I think that images are just as important as notes since sometimes they provide us with information in a more edible way.
Well, I’ve thought about giving a kind of format to the images that I’ve been importing in the following way: Pasted image 2024...... → img descriptive_name aditional_info format
Where the format refers to the format in which the information was found
B → book
W → web
Yt → youtube
M → Me
For example, I may have been interested in an image of the four elements which I saw in Aristotle’s Metaphysics book, then it would be imported in this way:
“img four_elements Aristotle’s Metaphysics B”
But on the other hand, this can make the image import process a little slower.
The “Pasted” name only happens if you are copy/pasting images in. But if you import an image that already has a name, it keeps the name.

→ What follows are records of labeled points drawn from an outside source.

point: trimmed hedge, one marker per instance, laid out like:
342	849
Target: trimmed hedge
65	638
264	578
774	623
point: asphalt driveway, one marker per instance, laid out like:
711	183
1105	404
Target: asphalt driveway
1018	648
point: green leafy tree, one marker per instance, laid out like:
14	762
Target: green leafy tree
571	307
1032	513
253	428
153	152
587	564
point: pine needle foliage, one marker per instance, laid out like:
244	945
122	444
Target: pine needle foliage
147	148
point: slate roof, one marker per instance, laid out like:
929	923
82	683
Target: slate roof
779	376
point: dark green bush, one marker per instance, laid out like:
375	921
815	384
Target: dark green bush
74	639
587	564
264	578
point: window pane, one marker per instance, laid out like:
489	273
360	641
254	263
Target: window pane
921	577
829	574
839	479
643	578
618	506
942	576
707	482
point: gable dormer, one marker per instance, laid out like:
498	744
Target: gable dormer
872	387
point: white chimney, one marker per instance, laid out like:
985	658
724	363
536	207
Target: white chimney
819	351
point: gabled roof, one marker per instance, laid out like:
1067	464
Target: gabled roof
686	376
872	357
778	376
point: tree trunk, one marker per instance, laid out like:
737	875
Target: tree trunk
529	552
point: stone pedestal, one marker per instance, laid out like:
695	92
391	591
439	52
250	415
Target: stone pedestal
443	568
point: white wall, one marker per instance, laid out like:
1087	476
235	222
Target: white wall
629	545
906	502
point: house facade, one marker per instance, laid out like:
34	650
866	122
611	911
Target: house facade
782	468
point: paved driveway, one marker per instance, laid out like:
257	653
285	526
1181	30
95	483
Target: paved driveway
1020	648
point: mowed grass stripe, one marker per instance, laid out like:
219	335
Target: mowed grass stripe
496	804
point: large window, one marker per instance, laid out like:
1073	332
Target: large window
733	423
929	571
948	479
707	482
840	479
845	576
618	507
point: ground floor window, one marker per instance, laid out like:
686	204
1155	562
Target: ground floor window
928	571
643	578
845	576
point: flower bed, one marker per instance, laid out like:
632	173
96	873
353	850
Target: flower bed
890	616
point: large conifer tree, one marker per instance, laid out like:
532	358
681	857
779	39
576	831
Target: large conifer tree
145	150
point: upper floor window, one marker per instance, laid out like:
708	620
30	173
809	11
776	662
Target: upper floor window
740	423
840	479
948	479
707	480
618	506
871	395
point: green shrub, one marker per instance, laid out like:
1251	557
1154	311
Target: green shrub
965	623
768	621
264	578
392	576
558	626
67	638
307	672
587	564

Depending on your OS, there may be tools that can help with automatic formatting and editing of screenshots. I use Alfred on MacOS, and I have a workflow that changes the resolution, saves a file into a custom ~/screenshots folder, and also copies the image info to my clipboard. Or you could make it write the file straight to your vault attachments, and then copy some kind of custom Markdown template.
There might also be some community plugins for managing images. “Paste image rename”, “Paste image Png to Jpeg”, “Image Collector”, etc. etc. (never tried them.)
Is it worth it? If that organization is worth it to you, that’s all that counts! I think it would definitely help a lot when you are browsing your data from the OS directly, or copying info into other databases later.
Organizing vaults is entirely a personal preference. For myself, I don’t bother to organize images that are dragged into illustrate or decorate a given note as part of the context of that note – these images are never reused somewhere else, and so I don’t need to find them again.
But, I do have folders of images that I use for banners on daily notes – these images are often reused to set the mood for a day, and I want to find them based on words in the file name, so I am careful to name with.
It’s a matter of preference. Personally I dislike the default “Pasted” names (but I don’t normally add images by pasting, so it doesn’t affect me much). For images that belong to projects, I put them in the project folder. Others going the main attachments folder, which I may organize with subfolders at some point.
On mac terminal you can use pngpaste command to rename pasted images. This workflow is similar to using Paste image rename community plugin.
Alternative option in mac is clipboard history in Raycast. By default ⌥⇧⌘S saves images to files in clipboard history view. You can query clipboard history by media type (text, images etc) and by text content, including OCR from images.